Published February 4, 2022 | Version v1
Journal article Open

Classical mathematical models for prediction of response to chemotherapy and immunotherapy

  • 1. RWTH Aachen University
  • 2. Polish Academy of Sciences
  • 3. Delft University of Technology
  • 4. University of Chicago
  • 5. Lee Moffitt Cancer Center & Research Institute

Description

Classical mathematical models of tumor growth have shaped our understanding of cancer and have broad practical implications for treatment scheduling and dosage. However, even the simplest textbook models have been barely validated in real world-data of human patients. In this study, we fitted a range of differential equation models to tumor volume measurements of patients undergoing chemotherapy or cancer immunotherapy for solid tumors. We used a large dataset of 1472 patients with three or more measurements per target lesion, of which 652 patients had six or more data points. We show that the early treatment response shows only moderate correlation with the final treatment response, demonstrating the need for nuanced models. We then perform a head-to-head comparison of six classical models which are widely used in the field: the Exponential, Logistic, Classic Bertalanffy, General Bertalanffy, Classic Gompertz and General Gompertz model. Several models provide a good fit to tumor volume measurements, with the Gompertz model providing the best balance between goodness of fit and number of parameters.
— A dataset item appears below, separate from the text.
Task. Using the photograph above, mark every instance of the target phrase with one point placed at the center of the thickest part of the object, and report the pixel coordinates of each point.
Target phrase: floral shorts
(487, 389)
Similarly, when fitting to early treatment data, the general Bertalanffy and Gompertz models yield the lowest mean absolute error to forecasted data, indicating that these models could potentially be effective at predicting treatment outcome. In summary, we provide a quantitative benchmark for classical textbook models and state-of-the art models of human tumor growth. We publicly release an anonymized version of our original data, providing the first benchmark set of human tumor growth data for evaluation of mathematical models.

Data availability

All experiments were conducted in accordance with the Declaration of Helsinki and the International Ethical Guidelines for Biomedical Research Involving Human Subjects by the Council for International Organizations of Medical Sciences (CIOMS). This study complies with the “Transparent reporting of a multivariable prediction model for individual prognosis or diagnosis” (TRIPOD) statement [32]. All data were obtained in an anonymized way through a proposal to F. Hoffmann-La Roche Ltd. Through the platform “Clinical Study Data Request” (CSDR, www.ClinicalStudyDataRequest.com), which is now inactive and has been replaced by the Vivli platform (https://vivli.org, April 2021). Qualified researchers may request access to individual patient level data through the clinical study data request platform (https://vivli.org/). Further details on Roche’s criteria for eligible studies are available here (https://vivli.org/members/ourmembers/). For further details on Roche’s Global Policy on the Sharing of Clinical Information and how to request access to related clinical study documents, see (https://www.roche.com/research_and_development/who_we_are_how_we_work/clinical_trials/our_commitment_to_data_sharing.htm). The original proposal submitted to the CSDR platform is available in S1 Text. In order to enable reproduction of our experiments, we publicly release a fully anonymized subset of the data containing only the tumor volume measurements for the target lesion and the respective study and treatment arm (S1 Data).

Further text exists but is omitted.